Napoleon 1792

Napoleon Bonaparte, one of the most famous generals in history

A General is a rank in the military that connotes the command of an army. There are two definitions for "General": a person who holds the literal high-ranking title of General, or a person who is in command of an army that does not necessarily have the title of "full General". In most armies, there are the ranks of Brigadier general, Major general, Lieutenant general, and "full General".


Spanish general

A general of Spain in the 18th century

Since the dawn of mankind, there have been war leaders, but most military leaders were either the rulers (i.e. kings, chiefs, emperors, etc.) or nobles (i.e. family members, aristocrats, or landowners).

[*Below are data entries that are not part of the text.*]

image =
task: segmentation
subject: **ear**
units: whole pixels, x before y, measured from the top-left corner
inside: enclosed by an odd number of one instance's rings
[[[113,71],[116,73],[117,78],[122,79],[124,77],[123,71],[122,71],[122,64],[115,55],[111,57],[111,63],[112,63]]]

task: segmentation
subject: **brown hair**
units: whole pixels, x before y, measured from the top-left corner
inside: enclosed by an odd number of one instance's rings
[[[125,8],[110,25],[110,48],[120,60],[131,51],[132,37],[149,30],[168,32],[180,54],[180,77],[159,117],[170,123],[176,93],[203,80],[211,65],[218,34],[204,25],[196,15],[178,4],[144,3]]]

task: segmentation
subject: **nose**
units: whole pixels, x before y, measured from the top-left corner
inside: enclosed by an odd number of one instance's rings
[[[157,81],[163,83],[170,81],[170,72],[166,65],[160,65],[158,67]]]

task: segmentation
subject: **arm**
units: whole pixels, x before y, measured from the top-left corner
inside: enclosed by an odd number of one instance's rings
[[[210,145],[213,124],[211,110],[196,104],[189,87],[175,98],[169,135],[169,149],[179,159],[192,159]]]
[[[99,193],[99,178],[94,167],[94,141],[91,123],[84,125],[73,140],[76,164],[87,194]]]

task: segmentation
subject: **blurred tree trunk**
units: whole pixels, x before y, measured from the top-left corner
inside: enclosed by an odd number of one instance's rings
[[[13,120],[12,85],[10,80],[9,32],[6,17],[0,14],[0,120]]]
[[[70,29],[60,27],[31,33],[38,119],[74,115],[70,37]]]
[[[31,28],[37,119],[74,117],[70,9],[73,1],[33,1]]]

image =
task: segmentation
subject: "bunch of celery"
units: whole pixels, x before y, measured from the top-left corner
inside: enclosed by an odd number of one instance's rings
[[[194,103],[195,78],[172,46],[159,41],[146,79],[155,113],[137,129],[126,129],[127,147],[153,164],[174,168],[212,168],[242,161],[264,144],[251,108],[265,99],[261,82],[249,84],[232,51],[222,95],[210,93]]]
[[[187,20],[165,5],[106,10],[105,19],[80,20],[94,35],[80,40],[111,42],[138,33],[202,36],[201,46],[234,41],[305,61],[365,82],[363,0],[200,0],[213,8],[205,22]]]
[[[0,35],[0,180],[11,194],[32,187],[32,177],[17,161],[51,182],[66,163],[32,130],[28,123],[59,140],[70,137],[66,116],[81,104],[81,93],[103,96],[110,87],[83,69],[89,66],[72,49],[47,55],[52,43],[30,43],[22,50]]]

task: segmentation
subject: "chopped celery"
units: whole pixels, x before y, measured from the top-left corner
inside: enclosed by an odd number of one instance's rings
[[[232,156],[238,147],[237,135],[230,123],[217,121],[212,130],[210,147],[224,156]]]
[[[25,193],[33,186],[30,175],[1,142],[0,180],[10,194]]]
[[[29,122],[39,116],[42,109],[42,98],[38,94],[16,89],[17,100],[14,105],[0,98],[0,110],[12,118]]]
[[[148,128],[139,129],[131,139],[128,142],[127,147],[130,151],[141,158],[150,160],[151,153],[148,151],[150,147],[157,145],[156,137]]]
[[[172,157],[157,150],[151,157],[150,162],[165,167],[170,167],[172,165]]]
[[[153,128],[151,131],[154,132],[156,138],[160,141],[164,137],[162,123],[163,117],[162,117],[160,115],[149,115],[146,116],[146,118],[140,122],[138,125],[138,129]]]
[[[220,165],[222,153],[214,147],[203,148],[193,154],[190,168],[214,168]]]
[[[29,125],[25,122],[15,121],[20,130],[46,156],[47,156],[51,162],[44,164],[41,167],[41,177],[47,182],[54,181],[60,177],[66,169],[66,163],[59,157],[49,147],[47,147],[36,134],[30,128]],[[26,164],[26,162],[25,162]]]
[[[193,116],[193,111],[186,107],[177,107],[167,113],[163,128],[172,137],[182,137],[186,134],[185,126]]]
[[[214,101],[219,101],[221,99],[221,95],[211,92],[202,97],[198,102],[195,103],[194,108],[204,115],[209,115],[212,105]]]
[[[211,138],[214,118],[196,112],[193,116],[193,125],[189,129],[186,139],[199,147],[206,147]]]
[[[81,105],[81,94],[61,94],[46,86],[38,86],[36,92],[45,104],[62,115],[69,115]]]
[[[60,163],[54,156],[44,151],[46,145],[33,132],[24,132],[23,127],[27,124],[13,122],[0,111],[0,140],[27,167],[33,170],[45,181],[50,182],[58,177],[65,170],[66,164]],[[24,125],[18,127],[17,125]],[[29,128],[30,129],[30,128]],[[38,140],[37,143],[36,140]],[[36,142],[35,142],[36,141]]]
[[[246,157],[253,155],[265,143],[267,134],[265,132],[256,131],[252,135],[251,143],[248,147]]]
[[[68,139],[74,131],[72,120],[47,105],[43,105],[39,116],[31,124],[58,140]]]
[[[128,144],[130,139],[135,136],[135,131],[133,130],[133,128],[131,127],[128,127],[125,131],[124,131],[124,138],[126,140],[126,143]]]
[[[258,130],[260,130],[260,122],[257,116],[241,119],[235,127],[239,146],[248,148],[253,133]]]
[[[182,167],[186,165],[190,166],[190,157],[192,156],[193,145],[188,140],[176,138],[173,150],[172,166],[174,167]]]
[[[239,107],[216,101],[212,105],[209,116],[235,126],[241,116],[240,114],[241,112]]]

However, the Roman Republic and Greece were the first civilizations to give military titles to those worthy of them, with Roman legates being taken from the patricians, but not just because of their nobility. During the Middle Ages, some generals could be as lowly as mayors or priests, and in the later centuries it became the norm that generals would be given noble titles in exchange for their service rather than nobles gaining the title of General due to their nobility.

"General" was not a rank until the 1600s and 1700s, when the military was reformed in several countries to now have specific ranks. A General had superiority over colonels, while having to answer to Field marshals or any other higher ranks. However, at peacetime, General was the highest military rank that a person could hold. In the modern military, there are multiple ranks of "General", ranging from Brigadier general at the bottom to "full General" at the top, which can be called "General of the Army" or "Colonel General".